Senin,
15 Juli 2013 M/6 Ramadlan 1434H
Hari ini saya mendapat musibah. Tepatnya cobaan menjadi qismil
lughoh OSMYQ (sebelum namanya diganti menjadi kementerian). Tadi pada waktu
recess, Barok berbahasa Indonesia. Refleks telingaku langsung mengirim
sinyal untuk mencari pulpen dan kertas. Setelah ku dapat, aku langsung menulis
nama-nama yang melanggar bahasa pada hari ini, jadi tidak hanya Barok.
Tiba-tiba dari arah belakang, Barok mengintai yang sedang ku lakukan. “Wah, ghoiru
jiddan. Ana maktub.”selorohnya. Sontak dia ingin mengambil kertas kecilku
yang berisi daftar language tresspasser. Tapi gerakanku lebih cepat
darinya. Gagallah dia merebut kertasku.
Tidak sampai di situ saja, dia langsung mengambil tipe-x ku. Aku
tidak mau kalah, aku langsung merebutnya. Ketika aku hendak merebut, ia
menjorokkan bandannya ke depan seakan-akan akan menghantamku dengan bodi dan
tanganya yang super jumbo. Begitu aku tahu dia amat benci padaku dana amat ingin
memukulku, aku langsung mengambil inisiatif untuk melaporkan hal ini ke ust.
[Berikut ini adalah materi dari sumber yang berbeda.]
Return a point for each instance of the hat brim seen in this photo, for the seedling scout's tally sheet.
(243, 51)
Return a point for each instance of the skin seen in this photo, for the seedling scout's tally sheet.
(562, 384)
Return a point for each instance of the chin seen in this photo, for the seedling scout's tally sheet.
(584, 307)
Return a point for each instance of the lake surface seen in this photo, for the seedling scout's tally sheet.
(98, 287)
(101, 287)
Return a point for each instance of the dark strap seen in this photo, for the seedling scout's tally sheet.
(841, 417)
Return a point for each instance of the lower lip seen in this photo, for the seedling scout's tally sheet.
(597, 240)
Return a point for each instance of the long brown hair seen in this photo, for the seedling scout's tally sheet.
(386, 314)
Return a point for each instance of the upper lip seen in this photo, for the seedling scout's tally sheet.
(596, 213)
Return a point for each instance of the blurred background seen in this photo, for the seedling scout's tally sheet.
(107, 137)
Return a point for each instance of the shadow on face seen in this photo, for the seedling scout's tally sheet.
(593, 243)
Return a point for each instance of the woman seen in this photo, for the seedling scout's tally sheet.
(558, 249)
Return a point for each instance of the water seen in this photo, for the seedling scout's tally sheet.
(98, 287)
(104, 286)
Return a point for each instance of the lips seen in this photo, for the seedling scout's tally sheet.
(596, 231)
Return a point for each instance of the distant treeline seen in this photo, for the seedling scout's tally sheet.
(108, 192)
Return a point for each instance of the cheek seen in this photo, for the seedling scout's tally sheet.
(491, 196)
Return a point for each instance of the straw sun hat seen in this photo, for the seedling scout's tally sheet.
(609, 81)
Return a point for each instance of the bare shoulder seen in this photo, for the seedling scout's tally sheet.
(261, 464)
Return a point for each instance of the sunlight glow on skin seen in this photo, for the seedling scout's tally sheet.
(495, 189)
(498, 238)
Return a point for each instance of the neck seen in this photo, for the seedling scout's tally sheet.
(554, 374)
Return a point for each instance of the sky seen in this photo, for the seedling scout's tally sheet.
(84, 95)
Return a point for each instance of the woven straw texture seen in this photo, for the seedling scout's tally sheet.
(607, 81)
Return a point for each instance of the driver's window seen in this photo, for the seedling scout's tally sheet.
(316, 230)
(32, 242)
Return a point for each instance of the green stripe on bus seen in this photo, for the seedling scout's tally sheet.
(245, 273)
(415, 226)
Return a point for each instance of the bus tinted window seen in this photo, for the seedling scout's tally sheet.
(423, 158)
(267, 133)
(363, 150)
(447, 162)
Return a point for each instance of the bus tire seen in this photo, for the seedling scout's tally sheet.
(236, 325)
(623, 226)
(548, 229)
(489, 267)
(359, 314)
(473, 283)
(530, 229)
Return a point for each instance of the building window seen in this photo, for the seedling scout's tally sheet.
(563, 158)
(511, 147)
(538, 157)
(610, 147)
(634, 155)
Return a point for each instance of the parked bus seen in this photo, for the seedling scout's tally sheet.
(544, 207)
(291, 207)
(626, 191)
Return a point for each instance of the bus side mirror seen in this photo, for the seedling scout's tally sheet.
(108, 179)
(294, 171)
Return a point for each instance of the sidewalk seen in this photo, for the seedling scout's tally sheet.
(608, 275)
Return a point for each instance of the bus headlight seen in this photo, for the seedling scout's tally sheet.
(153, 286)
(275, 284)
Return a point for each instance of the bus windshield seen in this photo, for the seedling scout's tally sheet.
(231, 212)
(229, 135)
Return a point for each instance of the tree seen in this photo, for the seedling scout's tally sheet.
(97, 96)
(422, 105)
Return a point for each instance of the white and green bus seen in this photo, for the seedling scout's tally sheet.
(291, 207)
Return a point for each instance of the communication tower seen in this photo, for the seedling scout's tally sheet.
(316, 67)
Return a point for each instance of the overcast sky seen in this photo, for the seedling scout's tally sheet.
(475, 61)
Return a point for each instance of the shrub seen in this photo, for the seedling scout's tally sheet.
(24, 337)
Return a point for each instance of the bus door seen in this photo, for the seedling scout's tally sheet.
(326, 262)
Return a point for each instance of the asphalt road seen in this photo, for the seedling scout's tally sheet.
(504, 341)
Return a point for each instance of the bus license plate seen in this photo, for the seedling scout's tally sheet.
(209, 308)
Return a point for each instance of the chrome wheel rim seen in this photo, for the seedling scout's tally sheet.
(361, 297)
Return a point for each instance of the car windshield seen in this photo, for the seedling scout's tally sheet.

Shiddiq selaku guru BK. Kayaknya dia takut. Buktinya dia langsung menghadangku di
depan pintu kelas. Aku berusaha sekuat tenaga untuk menyingkirkannya, tapi
usahaku tak berbuah ditambah ust. Nurul Huda selaku pengajar mata pelajaran
Biologi sudah datang. Aku urungkan niatku dan aku kembali ke tempat dudukku. Tapi
dadaku masih terasa panas bergelora. Aku merencanakan untuk keluar di
tengah-tengah pelajaran, tapi untuk izin apa ya? Aku bingung. Aku tidak ingin
berbohong, apalagi ini bulan Ramadlan di mana semua amal kebaikan
dilipatgandakan oleh Allah S. W. T. Sambil memerhatikan perkenalannya ust.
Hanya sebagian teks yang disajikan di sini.